An Eco-friendly Porous Nanocomposite Fabric-Based Triboelectric Nanogenerator for Efficient Energy Harvesting and Motion Sensing.

A wearable and effective tribopositive material, especially an economical and eco-friendly triboelectric fabric developed from biomaterials, is highly crucial for the development of green wearable triboelectric nanogenerators. In this work, we design a porous nanocomposite fabric (PNF) with strong charge accumulation capacity through a facile dry-casting method and use it as a tribopositive material to construct attractive wearable triboelectric nanogenerators (abbreviated as TENGs). Specifically, the porous nanocomposite is developed by the incorporation of nano-Al2O3 fillers into cellulose acetate networks. By adjusting the concentration of casting solution and the content of nano-Al2O3 fillers, we systematically engineer the physical properties of the PNF for obtaining a large triboelectric charge yield. When a 10 wt % solution concentration and 10 wt % nanofiller content are adopted for the PNF, the corresponding PNF-TENG can deliver an electrical performance of ∼2.5 mW/cm2 on a 0.8 MΩ external resistor. This remarkable output can be ascribed to the synergistic effect between the appropriate porous network and improved dielectric properties of the nanocomposite.
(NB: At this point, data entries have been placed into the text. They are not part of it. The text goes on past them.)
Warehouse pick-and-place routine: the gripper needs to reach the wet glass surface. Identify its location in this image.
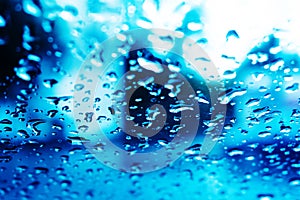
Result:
[0,0,300,200]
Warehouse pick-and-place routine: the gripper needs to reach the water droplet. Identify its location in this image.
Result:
[289,177,300,186]
[285,83,299,93]
[74,84,84,91]
[137,58,164,73]
[17,130,30,138]
[43,79,58,88]
[23,0,42,17]
[228,148,244,156]
[0,15,6,27]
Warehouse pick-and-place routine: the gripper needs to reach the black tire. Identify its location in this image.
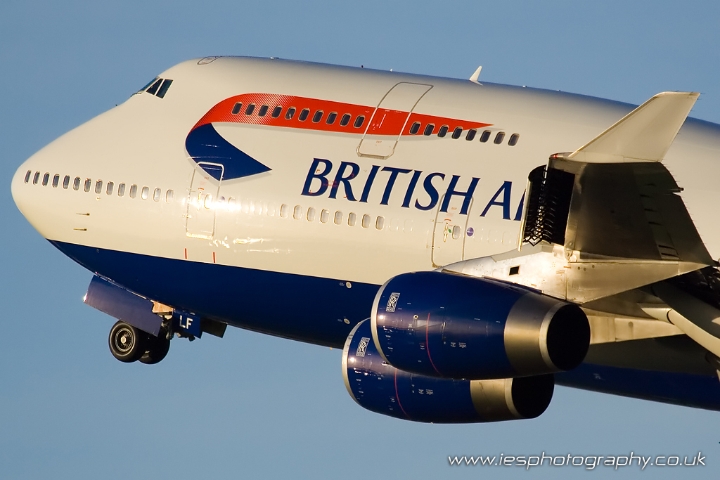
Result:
[108,320,147,363]
[140,331,170,365]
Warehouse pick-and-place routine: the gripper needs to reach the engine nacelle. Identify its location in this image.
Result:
[343,320,555,423]
[370,272,590,380]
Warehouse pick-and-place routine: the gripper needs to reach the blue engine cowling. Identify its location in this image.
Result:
[343,320,555,423]
[370,272,590,380]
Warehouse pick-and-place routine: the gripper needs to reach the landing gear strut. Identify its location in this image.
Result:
[108,320,170,365]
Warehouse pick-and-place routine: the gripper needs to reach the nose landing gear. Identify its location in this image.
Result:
[108,320,170,365]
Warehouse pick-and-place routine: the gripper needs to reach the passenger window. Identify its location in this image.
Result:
[453,225,461,240]
[158,79,172,98]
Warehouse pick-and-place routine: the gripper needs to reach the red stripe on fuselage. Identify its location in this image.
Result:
[193,93,491,135]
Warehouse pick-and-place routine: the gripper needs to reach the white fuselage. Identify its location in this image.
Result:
[12,58,720,290]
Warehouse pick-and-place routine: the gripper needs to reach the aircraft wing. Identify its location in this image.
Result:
[445,92,720,356]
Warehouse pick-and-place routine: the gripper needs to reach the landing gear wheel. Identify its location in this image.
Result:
[140,331,170,365]
[108,320,148,363]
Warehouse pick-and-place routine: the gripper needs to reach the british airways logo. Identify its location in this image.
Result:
[302,158,525,221]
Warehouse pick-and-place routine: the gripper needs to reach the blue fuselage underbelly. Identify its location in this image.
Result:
[51,241,379,348]
[51,241,720,410]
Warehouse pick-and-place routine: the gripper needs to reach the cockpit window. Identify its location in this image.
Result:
[137,77,157,93]
[145,78,162,95]
[138,77,172,98]
[157,79,172,98]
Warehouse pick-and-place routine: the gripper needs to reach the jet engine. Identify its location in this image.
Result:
[370,272,590,380]
[343,320,555,423]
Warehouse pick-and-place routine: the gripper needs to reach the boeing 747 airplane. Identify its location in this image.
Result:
[12,57,720,423]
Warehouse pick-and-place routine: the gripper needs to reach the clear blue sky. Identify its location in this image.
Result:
[0,0,720,479]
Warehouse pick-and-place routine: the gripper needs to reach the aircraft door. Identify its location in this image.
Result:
[185,162,224,239]
[357,82,432,158]
[431,195,473,267]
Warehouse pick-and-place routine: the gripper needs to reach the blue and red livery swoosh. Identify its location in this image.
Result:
[185,93,490,180]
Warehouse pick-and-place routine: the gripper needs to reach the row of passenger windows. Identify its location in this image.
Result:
[280,204,385,230]
[25,170,174,202]
[410,122,520,147]
[231,102,365,128]
[231,102,520,147]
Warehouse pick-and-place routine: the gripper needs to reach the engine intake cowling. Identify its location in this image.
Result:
[343,320,555,423]
[370,272,590,380]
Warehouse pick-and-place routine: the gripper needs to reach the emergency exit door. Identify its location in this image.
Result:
[185,162,224,239]
[357,82,432,158]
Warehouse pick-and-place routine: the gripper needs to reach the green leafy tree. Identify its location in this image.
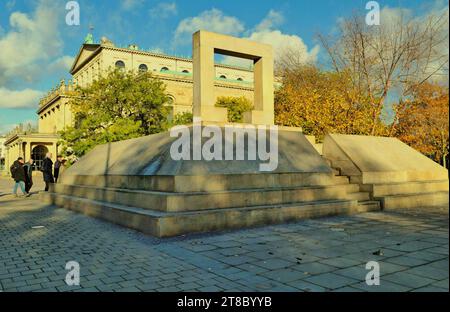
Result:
[60,70,170,157]
[171,112,193,126]
[216,96,253,122]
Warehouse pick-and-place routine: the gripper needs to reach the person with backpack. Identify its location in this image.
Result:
[53,155,63,183]
[9,157,29,197]
[23,159,34,194]
[42,153,55,192]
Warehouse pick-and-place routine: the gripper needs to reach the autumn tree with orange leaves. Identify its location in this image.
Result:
[391,83,449,167]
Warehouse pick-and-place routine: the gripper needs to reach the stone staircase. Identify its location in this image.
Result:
[42,173,368,237]
[322,156,381,212]
[322,156,449,211]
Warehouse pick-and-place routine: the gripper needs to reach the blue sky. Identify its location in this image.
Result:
[0,0,448,133]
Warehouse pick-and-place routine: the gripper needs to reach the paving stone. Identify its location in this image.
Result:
[351,279,412,292]
[305,273,356,289]
[382,272,435,288]
[252,259,293,270]
[0,178,449,292]
[295,262,336,275]
[386,254,429,267]
[413,285,448,292]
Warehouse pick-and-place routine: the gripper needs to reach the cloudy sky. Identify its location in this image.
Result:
[0,0,448,134]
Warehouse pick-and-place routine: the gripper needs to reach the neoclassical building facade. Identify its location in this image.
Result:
[5,38,278,173]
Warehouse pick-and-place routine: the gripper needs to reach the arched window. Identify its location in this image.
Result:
[116,61,125,70]
[139,64,148,73]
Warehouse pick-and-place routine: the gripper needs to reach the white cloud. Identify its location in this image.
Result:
[222,10,320,67]
[6,0,16,10]
[48,55,75,72]
[174,9,245,45]
[255,10,284,31]
[0,87,44,108]
[122,0,144,10]
[149,2,178,18]
[0,0,63,85]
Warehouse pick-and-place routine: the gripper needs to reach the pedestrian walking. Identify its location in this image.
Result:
[9,157,28,197]
[42,153,55,192]
[23,159,34,194]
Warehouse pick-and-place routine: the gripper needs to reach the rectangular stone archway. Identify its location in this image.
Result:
[192,30,274,125]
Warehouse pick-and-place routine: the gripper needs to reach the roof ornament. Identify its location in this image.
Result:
[84,25,94,44]
[100,36,114,47]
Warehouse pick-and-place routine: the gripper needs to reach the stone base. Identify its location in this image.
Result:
[41,193,359,237]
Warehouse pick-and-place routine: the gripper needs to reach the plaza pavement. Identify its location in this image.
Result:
[0,178,449,292]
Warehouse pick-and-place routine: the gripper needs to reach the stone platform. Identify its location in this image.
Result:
[323,134,449,209]
[42,128,448,237]
[43,130,379,237]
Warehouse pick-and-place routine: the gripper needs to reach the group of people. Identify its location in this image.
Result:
[10,153,66,197]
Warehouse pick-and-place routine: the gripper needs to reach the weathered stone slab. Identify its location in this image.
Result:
[323,134,448,184]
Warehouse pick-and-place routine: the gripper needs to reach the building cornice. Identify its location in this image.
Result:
[70,45,253,75]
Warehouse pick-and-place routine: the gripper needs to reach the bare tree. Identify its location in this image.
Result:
[319,9,448,135]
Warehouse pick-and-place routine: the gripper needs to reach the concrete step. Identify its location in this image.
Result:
[374,192,449,210]
[54,184,347,212]
[347,192,370,201]
[42,193,358,237]
[349,175,363,184]
[331,168,341,176]
[333,176,349,185]
[362,180,448,196]
[61,169,348,192]
[347,184,360,193]
[358,200,381,212]
[322,155,331,167]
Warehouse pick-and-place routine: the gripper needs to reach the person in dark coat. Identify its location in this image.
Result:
[42,153,55,192]
[9,157,27,197]
[53,155,63,183]
[23,159,34,194]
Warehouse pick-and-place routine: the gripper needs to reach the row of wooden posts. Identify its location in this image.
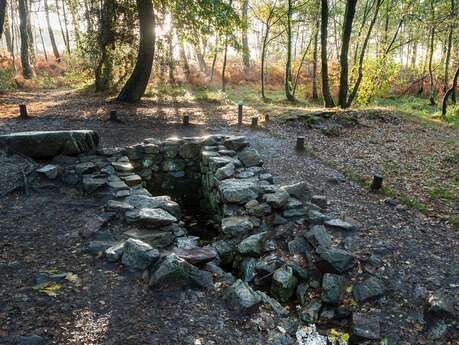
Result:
[15,104,383,192]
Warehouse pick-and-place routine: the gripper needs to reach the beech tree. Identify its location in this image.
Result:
[117,0,155,102]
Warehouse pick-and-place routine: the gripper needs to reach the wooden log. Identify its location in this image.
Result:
[108,110,118,121]
[295,137,304,151]
[370,175,383,192]
[19,104,29,119]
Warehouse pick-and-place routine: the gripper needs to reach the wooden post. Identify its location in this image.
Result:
[19,104,29,119]
[295,137,304,151]
[370,175,383,192]
[183,115,190,126]
[108,110,118,121]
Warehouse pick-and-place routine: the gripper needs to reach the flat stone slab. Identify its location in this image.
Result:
[0,130,99,159]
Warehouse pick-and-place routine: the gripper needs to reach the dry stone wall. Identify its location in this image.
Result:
[29,135,392,344]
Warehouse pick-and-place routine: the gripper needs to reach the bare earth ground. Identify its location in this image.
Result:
[0,91,459,344]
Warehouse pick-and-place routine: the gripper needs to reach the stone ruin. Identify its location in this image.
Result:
[0,133,420,344]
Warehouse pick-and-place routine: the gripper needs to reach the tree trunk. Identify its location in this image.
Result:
[222,0,233,91]
[69,1,81,50]
[320,0,335,108]
[38,24,48,62]
[242,0,250,73]
[44,0,61,62]
[18,0,32,79]
[10,2,17,72]
[56,0,69,54]
[193,44,207,73]
[117,0,155,102]
[429,0,437,105]
[260,24,269,99]
[292,30,317,97]
[338,0,357,108]
[312,22,319,100]
[346,0,384,107]
[167,25,175,84]
[441,66,459,119]
[95,0,116,92]
[178,37,191,81]
[210,36,218,83]
[443,0,456,92]
[25,0,35,62]
[3,16,13,54]
[284,0,295,102]
[62,0,70,55]
[222,38,228,91]
[0,0,6,39]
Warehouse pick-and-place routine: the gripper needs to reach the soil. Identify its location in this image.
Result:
[0,90,459,344]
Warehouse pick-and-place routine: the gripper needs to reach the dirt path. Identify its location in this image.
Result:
[0,88,459,344]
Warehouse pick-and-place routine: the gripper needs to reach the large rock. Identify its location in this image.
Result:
[174,247,218,265]
[0,130,99,159]
[222,217,253,237]
[150,254,213,289]
[281,182,311,202]
[125,208,177,228]
[219,179,259,204]
[351,313,381,344]
[238,147,263,168]
[121,238,159,270]
[317,247,355,274]
[224,279,262,314]
[125,195,180,217]
[352,277,384,303]
[271,266,298,302]
[238,232,266,257]
[320,273,346,305]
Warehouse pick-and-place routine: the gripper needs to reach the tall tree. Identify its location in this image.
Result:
[312,21,319,100]
[117,0,155,102]
[284,0,295,102]
[95,0,116,92]
[320,0,335,108]
[338,0,357,108]
[0,0,6,39]
[18,0,32,79]
[428,0,437,105]
[44,0,61,62]
[242,0,250,72]
[346,0,384,107]
[443,0,456,92]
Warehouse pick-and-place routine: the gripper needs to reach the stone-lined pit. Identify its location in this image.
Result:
[21,131,408,341]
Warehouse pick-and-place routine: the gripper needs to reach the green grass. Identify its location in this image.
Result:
[374,97,459,129]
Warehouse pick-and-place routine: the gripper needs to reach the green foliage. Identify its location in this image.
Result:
[0,67,16,92]
[356,59,400,104]
[374,96,459,129]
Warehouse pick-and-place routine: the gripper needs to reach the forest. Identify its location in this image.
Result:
[0,0,459,345]
[0,0,459,115]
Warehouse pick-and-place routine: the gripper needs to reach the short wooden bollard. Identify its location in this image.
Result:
[237,104,242,125]
[19,104,29,119]
[108,110,118,121]
[183,115,190,126]
[295,137,304,151]
[370,175,384,192]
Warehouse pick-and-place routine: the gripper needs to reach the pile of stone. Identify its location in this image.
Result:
[25,131,392,341]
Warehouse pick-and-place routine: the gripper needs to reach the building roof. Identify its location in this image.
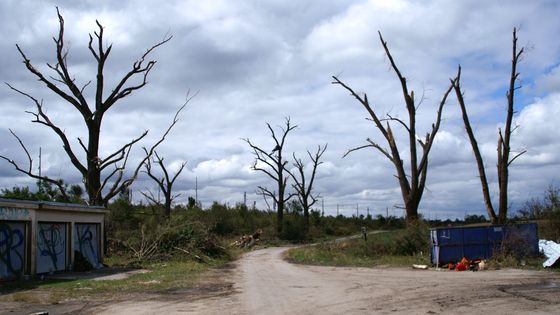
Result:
[0,198,108,212]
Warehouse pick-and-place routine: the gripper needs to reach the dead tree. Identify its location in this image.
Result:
[288,144,327,230]
[1,8,177,205]
[141,150,187,218]
[243,117,297,234]
[333,32,452,222]
[451,28,526,224]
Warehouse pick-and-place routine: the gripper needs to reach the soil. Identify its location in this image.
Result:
[0,247,560,315]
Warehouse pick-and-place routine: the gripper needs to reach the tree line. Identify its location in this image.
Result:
[0,8,544,232]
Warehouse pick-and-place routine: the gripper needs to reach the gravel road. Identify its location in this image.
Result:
[82,247,560,315]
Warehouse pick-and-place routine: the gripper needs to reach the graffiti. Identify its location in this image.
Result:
[37,223,66,273]
[74,224,99,267]
[0,223,25,279]
[0,208,31,220]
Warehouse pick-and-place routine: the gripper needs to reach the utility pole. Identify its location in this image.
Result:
[194,176,198,204]
[39,147,43,191]
[39,147,41,177]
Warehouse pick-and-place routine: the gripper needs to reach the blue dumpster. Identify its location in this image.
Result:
[430,223,539,265]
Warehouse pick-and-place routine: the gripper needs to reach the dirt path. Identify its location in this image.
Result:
[80,248,560,315]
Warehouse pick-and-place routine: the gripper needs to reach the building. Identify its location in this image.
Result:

Moreover, the PNF-TENG also exhibits good reliable electrical outputs under multiple stain-washing measurements or after experiencing cyclical contact-separation 13,500 times. Also, the device is capable of charging various capacitors, lighting LED arrays, and driving commercial wrist watches and is proven to be an efficient and reliable green wearable power source. Furthermore, a PNF-TENG-based elbow supporter and a grip ball, as self-powered sensors, are proposed to realize real-time detection for human actions during sports exercise. This work proposes an eco-friendly nanocomposite fabric as an effective tribopositive material, verifies the feasibility of developing environmentally friendly wearable power sources and sensors, and provides new insights into the design of green wearable triboelectric nanogenerators.